Parliament now has before it a wide-ranging package of legislation on military and civil intelligence. In its statement to the Parliamentary Committee on Defence, the UJF has pointed out errors and problematic issues in the draft legislation that could in practice erode source protection for journalists.

We should be prepared for the fact that in the future the authorities may access communications between journalists and their sources, writes UJF lawyer Tytti Oras.

Parliament now has before it a wide-ranging package of legislation on military and civil intelligence. In its statement to the Parliamentary Committee on Defence, the UJF has pointed out errors and problematic issues in the draft legislation that could in practice erode source protection for journalists.

It remains uncertain, for instance, whether oversight of intelligence gathering would be effective with the resources mentioned in the proposed bills, and how the legal rights of the individual could be guaranteed when it is not always necessary to notify the subject of communications interception that the operation has ended.

Source protection refers to a journalist’s right not to reveal sources in a pre-trial investigation or during a trial. Source protection safeguards journalistic information acquisition and facilitates public debate. According to the Guidelines for Journalists, the journalist has the right and obligation to keep secret the identity of a person who has provided information confidentially when this has been agreed with the source.

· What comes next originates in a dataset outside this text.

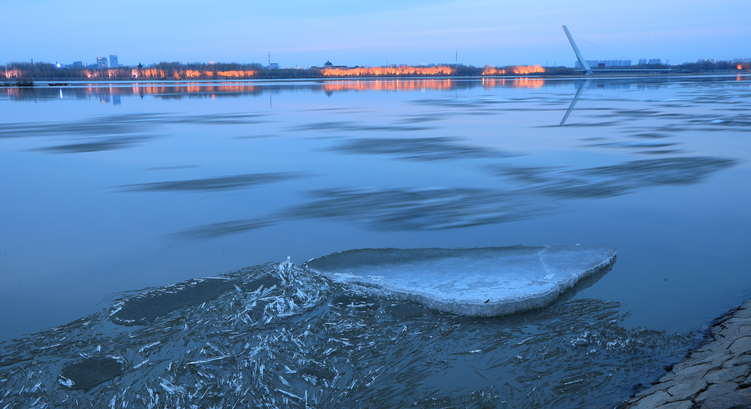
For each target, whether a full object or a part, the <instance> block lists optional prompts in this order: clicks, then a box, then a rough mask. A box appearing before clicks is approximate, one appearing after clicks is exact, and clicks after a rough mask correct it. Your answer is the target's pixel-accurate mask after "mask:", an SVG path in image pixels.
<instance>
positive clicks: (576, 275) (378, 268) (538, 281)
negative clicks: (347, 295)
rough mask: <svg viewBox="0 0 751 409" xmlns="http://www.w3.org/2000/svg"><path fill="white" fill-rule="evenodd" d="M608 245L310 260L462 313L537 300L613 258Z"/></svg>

There are some limits on intelligence gathering with respect to source protection safeguards in the draft bills. In them, intelligence gathering may not be expressly targeted at information that comes under source protection. On the other hand, the bar on intelligence gathering does not apply to all journalists’ communications, so in practice it is possible that information covered by source protection ends up with the authorities. In most cases, such information should be immediately disposed of.

But the obligation to do so does not alter the fact that confidential information will have already come into the wrong hands. If during communications intelligence gathering a message is read “accidentally” it can’t then be unread.

In the future, therefore, we will have to bear in mind that the authorities may be aware of communications between journalists and sources. So it’ll be up to journalists to decide for themselves what sort of protection to promise their sources.

Source protection hasn’t been entirely watertight as it is. When investigating criminal suspects, the police have been able to tap phone calls. But in the future journalists’ communications could be picked up by intelligence officials in situations where neither party to the communications is even a suspected of having committed an offense.

People will be able to notify the intelligence agencies if they suspect that they’ve been illegally targeted for surveillance. But journalists will not always be entitled to know whether they are subject to surveillance.